En ce qui concerne l’utilisation de la lumière, Flávio a réalisé un travail fantastique qui sculpte les textures du temps dans l’image. Tant à l’intérieur qu’à l’extérieur, des profondeurs narratives se construisent dans le jeu entre ombre et lumière. Les fréquences émotionnelles se matérialisent dans les couleurs et dans l’échelle entre le corps et l’espace. Mais tout cela s’effectue en faisant attention aux teintes, aux tons moyens, etc. Comprendre l’intérieur et l’extérieur, le passé et le présent, comme quelque chose d’intégré, en évitant une dualité réductrice.



Comment avez-vous travaillé pour rendre floues les limites entre le présent et le passé dans votre film ?

Muanza est une femme d’origine bantoue et sa langue est le kikongo. Les Bantous sont un élément fondamental de la culture de Rio, influençant fortement notre langue, notre musique, notre nourriture, notre religiosité et la façon dont nous percevons le monde. Les Bantous ont été les premières personnes à être emmenées de force à Rio de Janeiro, et environ 1 million d’esclaves Bakongos sont passé.e.s par le quai de Valongo. La perception du temps dans le film s’inspire donc de l’idée du temps en spirale, base de la cosmogonie bantoue.
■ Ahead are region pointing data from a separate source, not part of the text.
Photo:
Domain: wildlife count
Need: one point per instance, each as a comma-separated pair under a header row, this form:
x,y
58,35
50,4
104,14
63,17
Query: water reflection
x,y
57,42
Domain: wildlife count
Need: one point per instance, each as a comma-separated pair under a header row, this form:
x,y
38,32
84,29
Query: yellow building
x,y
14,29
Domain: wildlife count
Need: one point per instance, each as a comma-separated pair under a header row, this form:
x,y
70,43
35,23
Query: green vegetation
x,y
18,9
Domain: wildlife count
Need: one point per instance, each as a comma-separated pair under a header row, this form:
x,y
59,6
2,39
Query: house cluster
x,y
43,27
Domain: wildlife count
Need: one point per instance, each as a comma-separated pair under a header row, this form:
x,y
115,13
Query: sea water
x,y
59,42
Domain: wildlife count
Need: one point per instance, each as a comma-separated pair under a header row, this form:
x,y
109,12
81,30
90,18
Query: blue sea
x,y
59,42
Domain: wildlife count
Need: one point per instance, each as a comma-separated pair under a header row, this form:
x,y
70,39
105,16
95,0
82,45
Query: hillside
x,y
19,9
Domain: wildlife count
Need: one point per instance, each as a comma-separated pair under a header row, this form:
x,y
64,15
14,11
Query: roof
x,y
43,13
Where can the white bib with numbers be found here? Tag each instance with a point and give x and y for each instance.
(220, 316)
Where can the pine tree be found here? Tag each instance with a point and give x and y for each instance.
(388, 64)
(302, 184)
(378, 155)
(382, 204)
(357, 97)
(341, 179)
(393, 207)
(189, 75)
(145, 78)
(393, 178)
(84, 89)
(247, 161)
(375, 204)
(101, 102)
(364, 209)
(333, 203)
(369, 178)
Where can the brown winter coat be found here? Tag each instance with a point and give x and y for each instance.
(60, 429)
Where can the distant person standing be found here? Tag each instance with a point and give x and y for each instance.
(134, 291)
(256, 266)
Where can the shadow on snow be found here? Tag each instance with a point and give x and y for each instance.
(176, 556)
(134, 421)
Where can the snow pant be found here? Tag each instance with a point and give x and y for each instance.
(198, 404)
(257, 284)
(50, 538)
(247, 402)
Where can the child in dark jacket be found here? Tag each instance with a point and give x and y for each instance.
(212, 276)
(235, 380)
Contrairement à la conception blanche et eurocentrée, dont le temps linéaire est une succession d’événements consécutifs qui suivent une ligne évolutive et pointent toujours vers l’avant, le temps qui se meut en spirale contient une série de temporalités coexistantes, en relation constante. Tout est simultané – passé, présent et futur – et se situe dans un processus continu de transformation. Cette perception a guidé les choix narratifs et esthétiques. Par exemple, la récurrence des espaces fragmentés mais toujours connectés est marquée par les courbes du temps non-linéaire. Ainsi que les rencontres de Muanza avec des personnages de différentes époques qui habitent les mêmes espaces.



Qui sont vos cinéastes de prédilection et/ou qui vous inspirent ?

Cette liste pourrait être interminable, mais je m’en tiendrai à celles et ceux qui ont participé à nos conversations sur Praia Formosa : Agnès Varda, Julie Dash, Chantal Akerman, Tsai Ming-liang, Pedro Costa, Manoel de Oliveira, Raquel Gerber, Clarissa Campolina, Everlane Moraes, Renée Nader et João Salaviza, Lucrécia Martel, Apichatpong Weerasethakul, Maya Da-rin

Quelle est la dernière fois où vous avez eu le sentiment de voir quelque chose de neuf, de découvrir un nouveau talent à l’écran ?

Cela arrive tout le temps ! Un nouveau cinéma s’ouvre devant nous à chaque nouveau film d’André Novais, par exemple. La collaboration de Renée Nader et João Salaviza, les films d’Everlane Moraes, Ana Pi, Grace Passô, Adirley Queiróz. Chaque jour, un nouveau cinéma possible voit le jour.



Entretien réalisé par Nicolas Bardot le 7 mars 2024.